Her Majesty's Inspectorate of Constabulary has found the police do not always use protective measures effectively to safeguard women and girls, despite evidence of dedicated officers working to protect victims.

APCC Joint Victims Lead, and the Police and Crime Commissioner for Hampshire, Donna Jones said: “There is a lot of excellent work going on within policing to support women and girls, as today’s report has highlighted. A focus on improving crime recording and victims’ confidence in recent years, supported by campaigns led by Police and Crime Commissioners, has led to widespread improvements in the support available.

“But HMICFRS’ report also highlights the importance of training in tackling disparate practices. Every single police officer and relevant member of police staff, not just specialist investigators, needs to know and fully understand the tools available to protect and support victims - how they can be used, how to access them, and how to signpost victims to them.

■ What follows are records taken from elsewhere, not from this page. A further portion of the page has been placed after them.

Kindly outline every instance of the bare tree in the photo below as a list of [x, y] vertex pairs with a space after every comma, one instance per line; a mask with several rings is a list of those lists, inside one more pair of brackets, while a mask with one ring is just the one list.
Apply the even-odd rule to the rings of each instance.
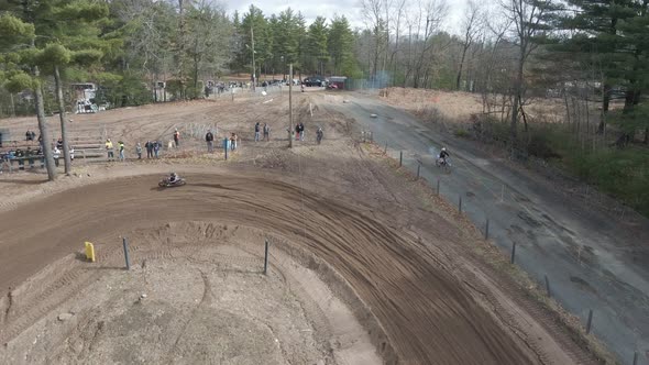
[[[419, 1], [419, 14], [416, 18], [417, 45], [415, 47], [415, 60], [413, 68], [413, 87], [418, 88], [428, 78], [428, 73], [433, 63], [436, 44], [432, 36], [437, 34], [448, 15], [448, 5], [444, 0], [429, 0], [426, 3]], [[421, 36], [421, 38], [420, 38]], [[448, 47], [443, 45], [441, 48]], [[441, 51], [441, 49], [438, 49]]]
[[460, 66], [458, 69], [458, 78], [455, 81], [455, 89], [460, 90], [460, 82], [462, 80], [462, 70], [464, 68], [464, 60], [466, 52], [481, 37], [484, 30], [484, 13], [482, 8], [474, 1], [469, 0], [469, 10], [464, 14], [462, 29], [464, 30], [464, 38], [462, 42], [462, 55], [460, 57]]
[[544, 19], [552, 11], [553, 5], [549, 0], [502, 0], [501, 5], [505, 10], [505, 16], [514, 25], [513, 42], [518, 48], [518, 59], [513, 85], [513, 102], [510, 117], [510, 143], [517, 137], [518, 117], [521, 108], [521, 99], [525, 93], [524, 71], [530, 54], [538, 47], [535, 37], [547, 31]]

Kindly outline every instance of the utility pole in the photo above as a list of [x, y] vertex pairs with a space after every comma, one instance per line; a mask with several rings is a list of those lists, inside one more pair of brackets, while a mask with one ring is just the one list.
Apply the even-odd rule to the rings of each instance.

“This is true not just of operational measures and powers such as pre-charge bail restrictions and new Domestic Abuse Protection Notices, but also the vital support services that we commission for victims in our local areas. The responsibility to protect women and girls falls to all of us and requires a community-led response.

“Police and Crime Commissioners are grateful to the Centre for Women’s Justice for shining a spotlight on this vital issue. We understand our communities and the needs of victims. We continue to monitor and seek assurances that policing and our partners are doing all they can together to share knowledge, data, and best practice around what works.”